Underneath that unusual bodywork, which is apparently the most aerodynamic shape Skelta could think of, are the 2.0-liter four-cylinder engine and six-speed manual transmission from a Honda S2000. With a supercharger attached, the engine makes 310 hp.
Skelta also makes a Spyder model, which is just as ugly, but comes with a 3.0-liter Hartley V8 and 460 hp.
With that power in a chassis about the size of an S2000’s, but much lighter, the Skelta was able to take fourth place in the 2008 Targa Tasmania, and second in 2010. The car also flew the Aussie flag at the 2012 Pikes Peak International Hill Climb.
Oullim Motors: The Oullim Spirra is South Korea’s first supercar. It was built to offer Koreans a domestic alternative to Lamborghini and Ferrari, and its maker hopes to offer buyers a more personal touch that the geographically-distant European brands can’t.
The customer service has to be pretty good, because the Spirra is definitely not as refined as anything from Maranello. The styling is a bit generic, with a hint of Koenigsegg in the front end and headlights.
Then there’s the engine, a 2.7-liter V6 from Hyundai. In the base Spirra N, it only makes 175 hp. Buyers who want a real supercar will need to skip to the range-topping Spirra EX (for “Extreme”) with 500 hp and 398 lb-ft, courtesy of two very large turbochargers.
The only transmission is a six-speed manual, and the powertrain is cradled in a tubular space frame, while the body is carbon fiber.
With the full 500 hp, the Spirra EX will do 0 to 60 mph in 3.5 seconds and reach a top speed of 193 mph, putting it firmly in supercar territory. The low-powered base models could be an interesting option for someone who just wants supercar styling, at a lower price, but that performance is what will really launch South Korea into the world of supercars.
de Macross: The De Macross Epique GT1 is a tribute to globalization. Designed and financed by a Korean entrepreneur, the prototype was built by Canada’s Multimatic (builders of the Aston Martin One-77), and it features a 5.4-liter V8 from the Ford GT. Final production will take place in Italy.

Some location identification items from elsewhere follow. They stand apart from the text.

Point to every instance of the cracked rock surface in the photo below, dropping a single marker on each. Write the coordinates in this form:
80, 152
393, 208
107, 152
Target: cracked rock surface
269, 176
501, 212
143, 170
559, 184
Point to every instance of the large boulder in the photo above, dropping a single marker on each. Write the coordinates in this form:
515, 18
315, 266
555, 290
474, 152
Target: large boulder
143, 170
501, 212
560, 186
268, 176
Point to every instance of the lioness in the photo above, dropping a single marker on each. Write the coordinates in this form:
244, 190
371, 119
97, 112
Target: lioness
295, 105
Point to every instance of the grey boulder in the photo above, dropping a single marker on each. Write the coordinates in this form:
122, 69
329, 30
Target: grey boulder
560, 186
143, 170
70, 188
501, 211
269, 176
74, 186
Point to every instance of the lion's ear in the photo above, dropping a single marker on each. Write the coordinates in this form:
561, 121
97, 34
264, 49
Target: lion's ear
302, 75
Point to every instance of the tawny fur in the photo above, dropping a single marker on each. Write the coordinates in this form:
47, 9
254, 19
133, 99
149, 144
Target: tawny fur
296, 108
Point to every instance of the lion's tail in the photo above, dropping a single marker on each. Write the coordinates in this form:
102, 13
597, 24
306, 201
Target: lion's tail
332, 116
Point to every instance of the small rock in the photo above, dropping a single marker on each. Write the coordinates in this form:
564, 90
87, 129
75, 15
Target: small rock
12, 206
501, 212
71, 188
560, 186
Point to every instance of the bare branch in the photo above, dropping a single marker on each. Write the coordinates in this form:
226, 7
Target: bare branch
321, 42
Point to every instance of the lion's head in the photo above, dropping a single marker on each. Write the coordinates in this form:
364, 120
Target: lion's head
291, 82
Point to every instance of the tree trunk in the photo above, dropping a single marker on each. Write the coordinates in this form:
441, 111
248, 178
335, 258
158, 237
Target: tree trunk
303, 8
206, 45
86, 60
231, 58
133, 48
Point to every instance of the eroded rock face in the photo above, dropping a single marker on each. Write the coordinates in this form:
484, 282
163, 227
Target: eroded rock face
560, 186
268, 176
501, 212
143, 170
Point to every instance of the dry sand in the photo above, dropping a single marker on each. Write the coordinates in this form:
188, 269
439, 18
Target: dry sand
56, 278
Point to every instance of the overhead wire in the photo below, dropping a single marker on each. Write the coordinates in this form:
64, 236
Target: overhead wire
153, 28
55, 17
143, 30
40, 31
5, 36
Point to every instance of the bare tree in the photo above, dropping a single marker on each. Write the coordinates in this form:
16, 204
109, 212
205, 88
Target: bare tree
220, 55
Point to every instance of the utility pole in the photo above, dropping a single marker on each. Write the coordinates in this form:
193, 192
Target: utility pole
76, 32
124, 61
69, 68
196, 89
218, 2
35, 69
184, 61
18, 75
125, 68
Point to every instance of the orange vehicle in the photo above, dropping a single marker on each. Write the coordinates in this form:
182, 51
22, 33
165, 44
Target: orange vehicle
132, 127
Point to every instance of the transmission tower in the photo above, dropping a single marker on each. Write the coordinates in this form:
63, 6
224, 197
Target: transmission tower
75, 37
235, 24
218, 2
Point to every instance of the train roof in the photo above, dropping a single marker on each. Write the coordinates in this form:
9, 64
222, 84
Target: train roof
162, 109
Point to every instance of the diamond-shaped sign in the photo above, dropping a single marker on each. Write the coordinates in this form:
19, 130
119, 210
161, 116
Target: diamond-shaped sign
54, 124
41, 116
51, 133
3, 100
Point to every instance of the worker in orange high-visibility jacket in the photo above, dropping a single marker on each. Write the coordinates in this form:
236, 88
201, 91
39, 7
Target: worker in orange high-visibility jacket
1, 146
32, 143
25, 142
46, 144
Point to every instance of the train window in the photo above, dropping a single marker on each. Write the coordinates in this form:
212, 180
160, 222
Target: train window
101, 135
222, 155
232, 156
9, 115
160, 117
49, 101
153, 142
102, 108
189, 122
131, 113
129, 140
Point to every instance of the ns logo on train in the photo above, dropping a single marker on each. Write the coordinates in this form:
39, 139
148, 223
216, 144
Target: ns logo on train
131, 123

The De Macross may look like a throwback, but that was purely intentional. Its designer loves 1960s and 1970s Le Mans racecars and wanted to build a modern tribute to those machines. From the gullwing doors to the chunky wheels and beige paint, this car screams ‘70s and, like a true racecar, the windows don’t open.
Giving the Epique GT1 the credentials to back up its looks is the aforementioned Ford V8. This supercharged engine was worked over by Mustang tuner Roush, and produces 845 hp and 740 lb-ft.
Cradling the V8 is a “Hybrid Composite Chassis Structure” composed of aluminum, carbon fiber, and a carbon fiber-composite honeycomb.
De Macross says the Epique GT1 will do 0 to 60 mph in 3.1 seconds, and reach a top speed of over 230 mph. That puts it firmly within supercar territory, but what really sets this machine apart from the mainstream are its retro looks.
Those looks could also be a liability; most people want a supercar that is sleek and modern, not old fashioned. However, de Macross only plans on building 20 or 30 GT1s, and finding a handful of people who love vintage racecars shouldn’t be too difficult.